As expected, this population was prone to a high degree of complications in our analysis, namely prolonged mechanical ventilation, renal failure, and need for reoperation and blood transfusion. Furthermore, one fifth of patients died within the perioperative window. However, at one year, more than 60% of patients had survived with roughly one third of patients requiring readmission for any cause. Such findings suggest that although these cases with excessive perfusion times, whether planned or unplanned, are faced with a very high risk of operative mortality and morbidity, mid-term results are acceptable with the majority of patients being alive. Therefore, cardiac operations requiring excessive CPB times should not be considered futile.
The granular causes of very-long CPB times can be multifactorial and were not captured in our data registry. These causes can be categorized as multi-component procedures that require lengthy operative times even if performed efficiently, or cases that should have limited CPB times but where intraoperative complications or issues led to a very prolonged operative course. Nearly 50% of the cases in our series were multi-component cases consisting of coronary revascularization combined with a valve procedure, or a multi-valve operation. The most common procedure was an aortic root replacement. By comparison, the mean CPB times reported for combined CABG with aortic valve replacement or isolated aortic root replacement are 123-203 minutes22,23 and 122-237 minutes24–26, respectively. This suggests that even in these typically lengthier cases, the CPB times typically do not exceed 300 minutes. Factors such as having to revise distal anastomoses in CABG, replacing a valve in which a suboptimal repair was performed, or reapplying a cross-clamp to address a paravalvular leak in valve replacement surgery can add time to the operation. Intraoperative complications, although rare, can add substantial operative time, including such events as atrioventricular groove disruption during mitral valve replacement, root disruption during aortic valve surgery, or poor coronary flow after a root replacement requiring coronary revascularization.
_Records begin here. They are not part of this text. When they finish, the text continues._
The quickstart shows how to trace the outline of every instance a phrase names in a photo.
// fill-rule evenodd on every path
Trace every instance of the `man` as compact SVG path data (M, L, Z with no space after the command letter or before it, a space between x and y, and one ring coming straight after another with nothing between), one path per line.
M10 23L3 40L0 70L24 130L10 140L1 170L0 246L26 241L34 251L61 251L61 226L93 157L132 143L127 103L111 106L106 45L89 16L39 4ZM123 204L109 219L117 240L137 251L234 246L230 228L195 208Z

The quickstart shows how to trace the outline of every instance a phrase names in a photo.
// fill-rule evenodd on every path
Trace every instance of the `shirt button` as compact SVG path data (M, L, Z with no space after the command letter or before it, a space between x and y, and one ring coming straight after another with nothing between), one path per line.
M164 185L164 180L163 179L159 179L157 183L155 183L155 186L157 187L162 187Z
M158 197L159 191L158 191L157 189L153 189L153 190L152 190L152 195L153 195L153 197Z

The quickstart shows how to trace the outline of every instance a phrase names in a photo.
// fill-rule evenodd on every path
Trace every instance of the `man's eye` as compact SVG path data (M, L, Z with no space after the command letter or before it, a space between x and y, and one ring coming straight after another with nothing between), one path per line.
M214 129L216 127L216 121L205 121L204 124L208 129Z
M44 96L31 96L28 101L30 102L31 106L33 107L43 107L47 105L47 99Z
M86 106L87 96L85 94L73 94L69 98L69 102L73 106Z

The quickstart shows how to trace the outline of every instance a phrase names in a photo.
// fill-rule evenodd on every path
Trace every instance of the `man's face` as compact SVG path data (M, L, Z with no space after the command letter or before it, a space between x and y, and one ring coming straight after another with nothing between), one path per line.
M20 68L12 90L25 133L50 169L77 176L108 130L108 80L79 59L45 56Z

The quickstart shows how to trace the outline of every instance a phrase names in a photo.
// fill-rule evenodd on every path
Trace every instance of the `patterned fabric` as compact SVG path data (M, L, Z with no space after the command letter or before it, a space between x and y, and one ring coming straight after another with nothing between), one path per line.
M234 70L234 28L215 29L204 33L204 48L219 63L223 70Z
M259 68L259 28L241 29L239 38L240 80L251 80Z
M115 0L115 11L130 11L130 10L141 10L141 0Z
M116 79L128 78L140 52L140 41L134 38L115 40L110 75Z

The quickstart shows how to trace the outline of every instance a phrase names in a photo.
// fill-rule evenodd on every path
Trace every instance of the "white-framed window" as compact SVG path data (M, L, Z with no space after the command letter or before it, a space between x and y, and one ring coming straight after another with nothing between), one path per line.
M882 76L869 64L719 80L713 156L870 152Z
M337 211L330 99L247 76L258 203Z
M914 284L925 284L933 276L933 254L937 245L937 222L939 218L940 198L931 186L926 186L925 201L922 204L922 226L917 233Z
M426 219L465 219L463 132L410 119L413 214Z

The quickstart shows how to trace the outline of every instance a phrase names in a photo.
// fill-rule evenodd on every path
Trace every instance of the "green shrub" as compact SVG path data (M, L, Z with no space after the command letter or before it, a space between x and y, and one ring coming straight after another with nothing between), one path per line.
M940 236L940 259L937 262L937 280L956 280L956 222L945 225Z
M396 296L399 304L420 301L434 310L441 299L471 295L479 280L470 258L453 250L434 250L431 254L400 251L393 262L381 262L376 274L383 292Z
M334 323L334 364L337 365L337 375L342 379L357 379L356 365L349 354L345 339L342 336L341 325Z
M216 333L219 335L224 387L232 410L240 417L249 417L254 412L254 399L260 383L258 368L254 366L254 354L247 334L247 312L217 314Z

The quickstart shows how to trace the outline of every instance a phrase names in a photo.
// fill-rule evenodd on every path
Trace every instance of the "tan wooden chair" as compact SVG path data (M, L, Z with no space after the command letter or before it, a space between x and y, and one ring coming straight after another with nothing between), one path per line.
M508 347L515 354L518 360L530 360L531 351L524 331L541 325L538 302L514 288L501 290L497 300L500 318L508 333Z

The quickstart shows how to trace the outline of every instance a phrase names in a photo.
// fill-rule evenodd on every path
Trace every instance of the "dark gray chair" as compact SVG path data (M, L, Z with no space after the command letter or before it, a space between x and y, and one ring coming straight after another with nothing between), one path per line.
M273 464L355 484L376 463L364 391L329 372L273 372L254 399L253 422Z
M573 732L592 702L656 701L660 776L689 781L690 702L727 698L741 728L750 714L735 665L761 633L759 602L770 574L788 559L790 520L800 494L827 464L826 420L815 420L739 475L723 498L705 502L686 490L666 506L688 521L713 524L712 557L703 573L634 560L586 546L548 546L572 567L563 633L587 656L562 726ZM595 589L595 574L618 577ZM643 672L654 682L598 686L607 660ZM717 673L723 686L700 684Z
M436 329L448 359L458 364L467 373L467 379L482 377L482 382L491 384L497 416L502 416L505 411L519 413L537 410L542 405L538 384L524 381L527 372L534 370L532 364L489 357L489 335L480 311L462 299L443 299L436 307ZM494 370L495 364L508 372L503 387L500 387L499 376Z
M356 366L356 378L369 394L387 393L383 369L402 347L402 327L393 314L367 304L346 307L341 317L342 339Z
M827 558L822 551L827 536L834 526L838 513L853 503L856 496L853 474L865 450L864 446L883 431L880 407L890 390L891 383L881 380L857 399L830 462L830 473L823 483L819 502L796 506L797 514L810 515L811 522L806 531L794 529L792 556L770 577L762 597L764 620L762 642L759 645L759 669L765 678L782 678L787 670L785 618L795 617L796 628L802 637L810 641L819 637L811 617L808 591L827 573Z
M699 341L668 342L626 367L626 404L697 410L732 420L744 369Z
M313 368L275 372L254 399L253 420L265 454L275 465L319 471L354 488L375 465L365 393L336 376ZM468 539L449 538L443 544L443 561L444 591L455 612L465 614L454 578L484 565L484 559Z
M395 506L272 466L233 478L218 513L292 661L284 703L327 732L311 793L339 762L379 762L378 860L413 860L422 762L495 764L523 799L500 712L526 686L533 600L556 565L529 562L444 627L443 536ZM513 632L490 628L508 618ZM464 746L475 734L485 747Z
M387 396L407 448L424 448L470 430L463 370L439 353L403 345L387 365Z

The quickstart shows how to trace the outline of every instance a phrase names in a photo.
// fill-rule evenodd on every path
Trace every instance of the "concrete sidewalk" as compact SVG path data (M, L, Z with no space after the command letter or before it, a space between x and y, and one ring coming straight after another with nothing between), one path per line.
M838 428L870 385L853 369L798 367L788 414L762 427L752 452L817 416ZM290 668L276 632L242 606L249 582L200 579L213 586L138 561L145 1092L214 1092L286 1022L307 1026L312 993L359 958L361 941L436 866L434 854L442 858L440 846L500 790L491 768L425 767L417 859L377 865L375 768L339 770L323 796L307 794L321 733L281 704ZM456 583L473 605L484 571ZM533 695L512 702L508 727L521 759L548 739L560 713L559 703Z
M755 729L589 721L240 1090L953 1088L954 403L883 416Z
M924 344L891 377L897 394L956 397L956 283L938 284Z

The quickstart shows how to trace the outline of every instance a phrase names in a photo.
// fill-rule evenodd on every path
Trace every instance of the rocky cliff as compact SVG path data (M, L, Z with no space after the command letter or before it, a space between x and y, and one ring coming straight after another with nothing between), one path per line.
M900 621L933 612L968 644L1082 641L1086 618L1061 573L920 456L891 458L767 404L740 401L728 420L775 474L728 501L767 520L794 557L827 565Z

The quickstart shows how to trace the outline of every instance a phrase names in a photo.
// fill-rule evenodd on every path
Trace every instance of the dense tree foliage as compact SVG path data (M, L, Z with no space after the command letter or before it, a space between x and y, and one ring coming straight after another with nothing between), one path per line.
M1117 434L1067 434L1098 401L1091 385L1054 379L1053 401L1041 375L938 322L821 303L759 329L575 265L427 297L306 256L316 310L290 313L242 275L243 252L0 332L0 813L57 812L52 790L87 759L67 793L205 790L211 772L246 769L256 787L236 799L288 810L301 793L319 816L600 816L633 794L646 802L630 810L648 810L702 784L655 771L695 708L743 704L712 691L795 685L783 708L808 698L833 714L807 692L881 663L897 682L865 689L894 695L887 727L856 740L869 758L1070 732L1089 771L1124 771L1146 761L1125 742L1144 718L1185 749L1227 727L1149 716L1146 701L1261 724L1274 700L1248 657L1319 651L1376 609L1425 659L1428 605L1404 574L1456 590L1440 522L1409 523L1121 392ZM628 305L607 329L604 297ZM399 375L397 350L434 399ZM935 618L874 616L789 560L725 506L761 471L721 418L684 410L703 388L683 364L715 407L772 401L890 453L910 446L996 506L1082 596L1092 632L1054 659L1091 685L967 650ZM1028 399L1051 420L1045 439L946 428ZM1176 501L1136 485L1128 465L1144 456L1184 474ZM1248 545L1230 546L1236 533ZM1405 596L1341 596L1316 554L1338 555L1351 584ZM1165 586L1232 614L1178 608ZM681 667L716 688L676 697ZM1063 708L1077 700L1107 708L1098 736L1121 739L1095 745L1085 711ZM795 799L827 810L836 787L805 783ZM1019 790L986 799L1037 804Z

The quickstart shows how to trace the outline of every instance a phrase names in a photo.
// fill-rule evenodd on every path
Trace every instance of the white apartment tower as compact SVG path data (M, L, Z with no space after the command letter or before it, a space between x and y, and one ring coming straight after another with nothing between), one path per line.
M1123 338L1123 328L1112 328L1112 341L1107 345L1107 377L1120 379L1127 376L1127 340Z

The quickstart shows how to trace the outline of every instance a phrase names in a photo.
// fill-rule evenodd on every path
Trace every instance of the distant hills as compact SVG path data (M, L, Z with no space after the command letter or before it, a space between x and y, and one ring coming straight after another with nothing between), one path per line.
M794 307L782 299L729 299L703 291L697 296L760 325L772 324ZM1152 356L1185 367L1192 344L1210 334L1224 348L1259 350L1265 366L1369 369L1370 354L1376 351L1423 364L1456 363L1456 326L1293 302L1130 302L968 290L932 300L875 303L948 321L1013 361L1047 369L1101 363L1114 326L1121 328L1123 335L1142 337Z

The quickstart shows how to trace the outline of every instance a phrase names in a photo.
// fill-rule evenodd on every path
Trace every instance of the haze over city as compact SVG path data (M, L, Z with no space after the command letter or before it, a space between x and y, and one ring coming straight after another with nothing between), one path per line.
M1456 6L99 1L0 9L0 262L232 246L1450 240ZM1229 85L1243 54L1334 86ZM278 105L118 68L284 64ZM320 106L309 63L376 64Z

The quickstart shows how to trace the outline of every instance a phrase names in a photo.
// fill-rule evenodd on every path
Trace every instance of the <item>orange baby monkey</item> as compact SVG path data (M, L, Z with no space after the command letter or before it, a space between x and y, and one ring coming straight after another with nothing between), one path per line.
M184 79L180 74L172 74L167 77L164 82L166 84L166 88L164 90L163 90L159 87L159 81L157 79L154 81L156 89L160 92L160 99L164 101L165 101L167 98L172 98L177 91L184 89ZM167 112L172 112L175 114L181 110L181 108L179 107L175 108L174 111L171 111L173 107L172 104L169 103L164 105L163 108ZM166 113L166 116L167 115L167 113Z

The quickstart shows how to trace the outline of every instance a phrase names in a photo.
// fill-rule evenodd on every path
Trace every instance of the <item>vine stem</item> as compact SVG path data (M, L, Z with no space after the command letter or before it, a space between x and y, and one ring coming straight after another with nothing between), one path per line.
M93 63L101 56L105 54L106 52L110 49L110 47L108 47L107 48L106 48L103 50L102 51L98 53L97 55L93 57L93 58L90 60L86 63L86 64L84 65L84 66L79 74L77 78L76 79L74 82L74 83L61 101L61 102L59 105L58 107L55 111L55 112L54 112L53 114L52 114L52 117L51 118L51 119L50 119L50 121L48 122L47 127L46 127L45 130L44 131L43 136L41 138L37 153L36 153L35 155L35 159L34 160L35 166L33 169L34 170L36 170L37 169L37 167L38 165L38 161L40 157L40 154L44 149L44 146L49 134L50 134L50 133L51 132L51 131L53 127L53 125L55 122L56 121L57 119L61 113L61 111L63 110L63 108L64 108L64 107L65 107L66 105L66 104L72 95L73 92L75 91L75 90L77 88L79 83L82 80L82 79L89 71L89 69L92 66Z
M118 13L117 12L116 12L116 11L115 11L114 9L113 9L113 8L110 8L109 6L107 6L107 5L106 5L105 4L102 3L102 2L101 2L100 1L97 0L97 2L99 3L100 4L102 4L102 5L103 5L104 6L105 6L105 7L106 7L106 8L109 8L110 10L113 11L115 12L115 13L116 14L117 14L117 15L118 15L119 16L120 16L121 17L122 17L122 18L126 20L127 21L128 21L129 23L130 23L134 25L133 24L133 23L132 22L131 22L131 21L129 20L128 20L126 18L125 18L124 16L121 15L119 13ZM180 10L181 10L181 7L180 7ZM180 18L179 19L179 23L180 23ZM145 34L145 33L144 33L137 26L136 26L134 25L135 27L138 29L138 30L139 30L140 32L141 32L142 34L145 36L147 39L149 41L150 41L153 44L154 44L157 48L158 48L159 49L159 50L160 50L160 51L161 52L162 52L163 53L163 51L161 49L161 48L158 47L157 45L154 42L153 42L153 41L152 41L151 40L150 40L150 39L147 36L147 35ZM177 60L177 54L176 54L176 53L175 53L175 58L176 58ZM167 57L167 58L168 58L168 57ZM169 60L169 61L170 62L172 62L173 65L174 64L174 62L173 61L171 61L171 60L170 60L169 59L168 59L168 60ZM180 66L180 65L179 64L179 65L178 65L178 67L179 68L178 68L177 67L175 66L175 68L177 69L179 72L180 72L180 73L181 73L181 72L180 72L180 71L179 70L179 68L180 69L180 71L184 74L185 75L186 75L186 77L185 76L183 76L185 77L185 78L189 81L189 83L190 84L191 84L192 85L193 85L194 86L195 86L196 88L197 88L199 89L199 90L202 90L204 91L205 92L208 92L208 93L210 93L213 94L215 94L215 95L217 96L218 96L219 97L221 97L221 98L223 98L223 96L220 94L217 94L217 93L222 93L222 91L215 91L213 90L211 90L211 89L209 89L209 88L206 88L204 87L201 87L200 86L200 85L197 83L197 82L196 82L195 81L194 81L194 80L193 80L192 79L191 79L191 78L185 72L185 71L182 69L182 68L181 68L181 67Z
The longer CPB times may also reflect reperfusion time after an unsuccessful attempt at weaning the patient from CPB at the conclusion of the case. Most surgeons, after an initial CPB wean, will empty and reperfuse the heart for a longer period of time if the ventricular function is suboptimal and the patient cannot be weaned successfully and safely from CPB. This can be the result of poor baseline ventricular function, suboptimal myocardial protection, or temporary insults such as air embolism. Protamine reactions can also occur requiring reinstitution of CPB with added time.
Another important factor in achieving reasonable success in these more complex scenarios is early institution of temporary mechanical circulatory support. This is reflected in the 20% of patients in whom we utilized an intraoperative IABP. In cases where the patient cannot be weaned from CPB, we typically will attempt weaning with IABP support, and then escalate to ECMO if the patient is still unable to be weaned. In addition, we prefer to utilize IABP support in marginal cases where the patient can be weaned from CPB but is requiring high levels of inotropic support in the setting of depressed ventricular function. The use of mechanical support depends heavily on the surgeon’s judgement. However, an increasing body of evidence underscores the importance of these devices in reducing native cardiac stress and distension, improving contractility and myocardial recovery, and increasing end-organ perfusion, all of which contribute to the overall mortality and morbidity of the patient27–31.